“Well,” said Sabina when the woman had gone, “what did you make of her? Shall I take her with me?”
“Take her with you?” At the sight of Tranquillus’s mouth forming an “O” of horror in his little round face, Sabina felt a shiver of delight. This afternoon had been the best entertainment she had had since coming to Britannia. “Oh, Tranquillus! You look almost as amusing as she did when I said, ‘Do not pray too hard.’”
“Madam, the woman is a native!”
“That is what makes her interesting. Clarus, what do you think?”
“And very impertinent!” put in Tranquillus before he had a chance to answer.
Sabina sighed. “Yes, I suppose so. Sooner or later I should be obliged to have her beaten, which would be a pity. Do our centurions really gamble away their men, Clarus?”
“It’s not customary, madam. I think that woman must be the wife of the rather wild-eyed doctor who ran after the emperor this morning.”
“Really?” Sabina sat forward, felt herself jerked backward, and aimed a slap at the slave who had failed to let go of her hair in time. “A doctor ran after the emperor? How wild was he? Did he have to be restrained?”
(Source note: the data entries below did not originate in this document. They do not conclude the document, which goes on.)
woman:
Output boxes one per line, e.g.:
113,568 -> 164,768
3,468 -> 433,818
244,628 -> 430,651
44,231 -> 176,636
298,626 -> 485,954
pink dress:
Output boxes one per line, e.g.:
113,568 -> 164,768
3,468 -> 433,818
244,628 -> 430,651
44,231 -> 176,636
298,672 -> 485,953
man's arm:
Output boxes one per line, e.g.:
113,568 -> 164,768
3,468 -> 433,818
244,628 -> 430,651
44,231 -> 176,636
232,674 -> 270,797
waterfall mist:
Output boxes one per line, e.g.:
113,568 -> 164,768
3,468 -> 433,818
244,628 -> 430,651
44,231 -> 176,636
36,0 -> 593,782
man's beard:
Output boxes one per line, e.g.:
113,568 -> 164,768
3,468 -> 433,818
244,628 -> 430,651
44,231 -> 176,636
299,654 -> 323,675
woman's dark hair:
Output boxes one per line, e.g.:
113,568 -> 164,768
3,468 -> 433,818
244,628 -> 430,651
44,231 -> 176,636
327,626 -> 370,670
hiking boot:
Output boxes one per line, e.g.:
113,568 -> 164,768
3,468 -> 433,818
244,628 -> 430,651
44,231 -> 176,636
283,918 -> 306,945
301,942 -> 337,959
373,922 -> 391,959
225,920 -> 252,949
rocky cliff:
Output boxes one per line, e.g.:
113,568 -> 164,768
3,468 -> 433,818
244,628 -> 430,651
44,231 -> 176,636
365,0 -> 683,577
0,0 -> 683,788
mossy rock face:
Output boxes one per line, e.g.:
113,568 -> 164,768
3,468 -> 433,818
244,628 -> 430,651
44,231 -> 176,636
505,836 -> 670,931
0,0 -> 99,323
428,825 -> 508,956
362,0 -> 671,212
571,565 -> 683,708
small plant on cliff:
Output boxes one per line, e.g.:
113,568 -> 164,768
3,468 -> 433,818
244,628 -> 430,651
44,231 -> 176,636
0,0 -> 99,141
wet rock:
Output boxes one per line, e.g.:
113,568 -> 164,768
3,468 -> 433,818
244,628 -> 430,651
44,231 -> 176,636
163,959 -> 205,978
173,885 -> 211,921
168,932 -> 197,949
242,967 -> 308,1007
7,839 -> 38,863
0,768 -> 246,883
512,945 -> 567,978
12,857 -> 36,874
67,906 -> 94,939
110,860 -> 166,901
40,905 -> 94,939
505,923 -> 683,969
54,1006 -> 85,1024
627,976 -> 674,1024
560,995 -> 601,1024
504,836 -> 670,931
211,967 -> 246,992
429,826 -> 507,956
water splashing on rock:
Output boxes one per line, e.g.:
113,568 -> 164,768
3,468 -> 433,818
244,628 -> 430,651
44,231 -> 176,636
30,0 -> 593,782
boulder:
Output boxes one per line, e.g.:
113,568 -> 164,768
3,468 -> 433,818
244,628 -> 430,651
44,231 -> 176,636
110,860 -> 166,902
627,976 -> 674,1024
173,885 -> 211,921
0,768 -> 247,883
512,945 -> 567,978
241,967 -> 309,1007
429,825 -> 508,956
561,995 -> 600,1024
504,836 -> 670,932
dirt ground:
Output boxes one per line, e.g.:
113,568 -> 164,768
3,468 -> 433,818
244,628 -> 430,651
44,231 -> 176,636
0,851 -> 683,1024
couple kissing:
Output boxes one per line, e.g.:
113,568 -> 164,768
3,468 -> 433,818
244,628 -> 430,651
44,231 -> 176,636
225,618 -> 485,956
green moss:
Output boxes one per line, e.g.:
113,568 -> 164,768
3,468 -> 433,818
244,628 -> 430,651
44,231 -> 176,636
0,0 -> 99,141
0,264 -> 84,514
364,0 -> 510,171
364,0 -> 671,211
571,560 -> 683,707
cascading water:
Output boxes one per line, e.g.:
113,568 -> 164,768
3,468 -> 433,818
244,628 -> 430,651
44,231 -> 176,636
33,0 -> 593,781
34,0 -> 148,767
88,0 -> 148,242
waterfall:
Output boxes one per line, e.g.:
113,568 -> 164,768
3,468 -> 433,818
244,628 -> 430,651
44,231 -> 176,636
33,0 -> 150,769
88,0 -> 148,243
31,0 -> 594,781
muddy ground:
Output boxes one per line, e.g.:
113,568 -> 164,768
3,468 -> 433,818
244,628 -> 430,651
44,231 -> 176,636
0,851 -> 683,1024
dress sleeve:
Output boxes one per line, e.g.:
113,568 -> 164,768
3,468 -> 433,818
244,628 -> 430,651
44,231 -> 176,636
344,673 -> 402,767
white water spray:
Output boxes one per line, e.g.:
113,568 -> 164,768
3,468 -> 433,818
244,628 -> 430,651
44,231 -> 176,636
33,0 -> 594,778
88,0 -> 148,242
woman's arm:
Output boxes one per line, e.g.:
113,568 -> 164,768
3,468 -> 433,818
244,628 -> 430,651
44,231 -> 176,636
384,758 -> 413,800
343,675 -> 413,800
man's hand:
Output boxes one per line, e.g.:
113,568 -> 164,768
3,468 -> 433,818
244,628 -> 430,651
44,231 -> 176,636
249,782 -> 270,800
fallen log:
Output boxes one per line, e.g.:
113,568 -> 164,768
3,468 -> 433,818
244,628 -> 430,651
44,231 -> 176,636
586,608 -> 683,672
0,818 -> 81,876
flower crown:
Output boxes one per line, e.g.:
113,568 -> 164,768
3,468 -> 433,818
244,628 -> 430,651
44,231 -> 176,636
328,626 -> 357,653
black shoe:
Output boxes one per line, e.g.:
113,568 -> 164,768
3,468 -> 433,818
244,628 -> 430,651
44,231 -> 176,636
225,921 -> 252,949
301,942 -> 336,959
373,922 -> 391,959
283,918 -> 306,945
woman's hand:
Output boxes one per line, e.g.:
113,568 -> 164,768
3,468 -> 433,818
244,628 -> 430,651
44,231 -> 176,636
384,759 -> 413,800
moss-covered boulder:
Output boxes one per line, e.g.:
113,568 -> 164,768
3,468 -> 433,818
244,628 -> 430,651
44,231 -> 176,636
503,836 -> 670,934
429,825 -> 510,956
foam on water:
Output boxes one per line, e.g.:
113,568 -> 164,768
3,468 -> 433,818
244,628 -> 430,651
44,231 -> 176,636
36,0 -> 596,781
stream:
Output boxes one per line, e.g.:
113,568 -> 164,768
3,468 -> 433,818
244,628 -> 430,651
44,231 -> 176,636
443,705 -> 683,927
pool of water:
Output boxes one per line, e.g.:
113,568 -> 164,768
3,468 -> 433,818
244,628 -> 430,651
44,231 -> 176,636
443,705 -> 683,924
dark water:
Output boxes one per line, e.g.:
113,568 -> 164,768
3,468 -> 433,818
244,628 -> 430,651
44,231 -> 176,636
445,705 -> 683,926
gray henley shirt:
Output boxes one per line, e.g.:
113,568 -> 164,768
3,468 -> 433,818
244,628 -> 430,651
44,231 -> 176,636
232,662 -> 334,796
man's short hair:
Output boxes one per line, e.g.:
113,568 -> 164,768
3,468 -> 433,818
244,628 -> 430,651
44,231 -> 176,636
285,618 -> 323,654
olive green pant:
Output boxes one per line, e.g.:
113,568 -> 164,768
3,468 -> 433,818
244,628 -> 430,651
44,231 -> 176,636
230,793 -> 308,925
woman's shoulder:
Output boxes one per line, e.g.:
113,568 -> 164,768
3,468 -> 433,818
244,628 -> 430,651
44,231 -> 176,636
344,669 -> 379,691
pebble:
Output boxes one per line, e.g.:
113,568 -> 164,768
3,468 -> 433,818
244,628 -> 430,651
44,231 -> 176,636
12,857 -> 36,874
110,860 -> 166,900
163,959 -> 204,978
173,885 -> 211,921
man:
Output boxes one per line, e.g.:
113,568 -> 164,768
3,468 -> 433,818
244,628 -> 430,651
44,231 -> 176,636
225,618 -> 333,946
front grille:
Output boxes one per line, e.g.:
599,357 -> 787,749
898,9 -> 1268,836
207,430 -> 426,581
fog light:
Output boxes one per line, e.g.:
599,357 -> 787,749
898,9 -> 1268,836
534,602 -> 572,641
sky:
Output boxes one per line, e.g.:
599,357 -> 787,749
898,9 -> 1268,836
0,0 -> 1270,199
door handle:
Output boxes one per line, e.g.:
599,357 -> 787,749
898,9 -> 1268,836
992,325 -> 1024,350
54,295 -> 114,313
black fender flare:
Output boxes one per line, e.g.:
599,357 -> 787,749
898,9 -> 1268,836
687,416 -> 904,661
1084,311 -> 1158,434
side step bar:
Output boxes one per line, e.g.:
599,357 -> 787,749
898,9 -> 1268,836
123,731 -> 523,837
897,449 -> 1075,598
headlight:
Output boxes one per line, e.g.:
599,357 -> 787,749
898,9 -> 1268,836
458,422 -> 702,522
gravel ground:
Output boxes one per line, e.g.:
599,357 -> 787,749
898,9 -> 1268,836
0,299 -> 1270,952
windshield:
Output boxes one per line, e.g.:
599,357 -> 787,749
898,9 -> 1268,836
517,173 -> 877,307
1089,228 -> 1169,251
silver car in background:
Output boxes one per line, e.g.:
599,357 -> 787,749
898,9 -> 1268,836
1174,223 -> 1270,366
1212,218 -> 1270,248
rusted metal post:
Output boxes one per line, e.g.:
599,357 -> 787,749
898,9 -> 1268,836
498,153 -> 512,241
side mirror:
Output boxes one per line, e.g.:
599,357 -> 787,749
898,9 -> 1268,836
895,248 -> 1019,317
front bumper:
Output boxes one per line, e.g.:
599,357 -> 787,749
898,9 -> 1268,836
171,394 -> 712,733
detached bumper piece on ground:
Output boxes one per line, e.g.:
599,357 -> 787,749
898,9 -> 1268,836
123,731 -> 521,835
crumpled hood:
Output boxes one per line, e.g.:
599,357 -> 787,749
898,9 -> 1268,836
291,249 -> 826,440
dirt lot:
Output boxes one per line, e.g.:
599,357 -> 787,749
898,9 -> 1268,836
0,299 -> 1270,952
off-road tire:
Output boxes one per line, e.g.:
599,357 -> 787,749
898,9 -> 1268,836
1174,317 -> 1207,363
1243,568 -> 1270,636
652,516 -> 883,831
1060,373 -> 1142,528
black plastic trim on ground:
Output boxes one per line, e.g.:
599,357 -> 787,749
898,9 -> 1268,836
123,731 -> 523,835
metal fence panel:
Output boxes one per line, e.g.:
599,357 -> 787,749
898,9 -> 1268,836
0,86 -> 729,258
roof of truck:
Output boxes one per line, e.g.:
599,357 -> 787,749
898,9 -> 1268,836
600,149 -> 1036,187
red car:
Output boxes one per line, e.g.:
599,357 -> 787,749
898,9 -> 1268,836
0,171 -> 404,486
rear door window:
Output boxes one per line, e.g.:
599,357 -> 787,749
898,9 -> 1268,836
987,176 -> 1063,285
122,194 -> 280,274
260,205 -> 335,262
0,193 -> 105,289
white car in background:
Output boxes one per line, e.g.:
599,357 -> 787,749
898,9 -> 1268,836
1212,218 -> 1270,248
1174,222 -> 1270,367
Tranquillus said, “He was not quite that wild, madam.”
“A pity. Still, at last, something interesting! I love a good scandal.”
“But, madam-”
“Don’t pretend you don’t, Tranquillus. We all know what you wrote about Tiberius. So what will happen to the gambling centurion?”
But disappointingly it seemed nothing would happen to the centurion. The case had been referred back to the tribune. “The same tribune that the woman said does nothing?”
“Perhaps because the centurion is innocent,” said Clarus, setting aside the usual disdain of the Praetorians for everyone else in order to defend a fellow officer.
Tranquillus said, “One cannot believe everything the Britons say, madam.” Sabina sniffed. “She seemed alarmingly honest to me. And not unintelligent.”
“She may believe what she says,” put in Clarus. “Apparently the natives here imagine all sorts of nonsense.”
“I see,” Sabina said. “Perhaps I shall bring her back and ask if she believes in men who wrap themselves in their ears.”
The chief hairdresser was hovering in front of her, clutching a mirror. Sabina snatched it from her, because no matter how many directions one gave, a mirror in someone else’s hands was never at quite the right angle. She moved it about, examining the result of their efforts, and saw the relief on their faces when she said, “I expect that will do. It is rather hard to tell. Why is it that no one has made a mirror in which a person can see all of herself at once?”
It was one of those perfectly sensible questions that left everyone in the room looking worried, as if she were about to order instant execution if they failed to produce whatever it was she wanted. The next question was just as good: “And why,” she said, “do our officers leave it to some mad-eyed doctor and a barbarian woman to discipline one of our centurions?”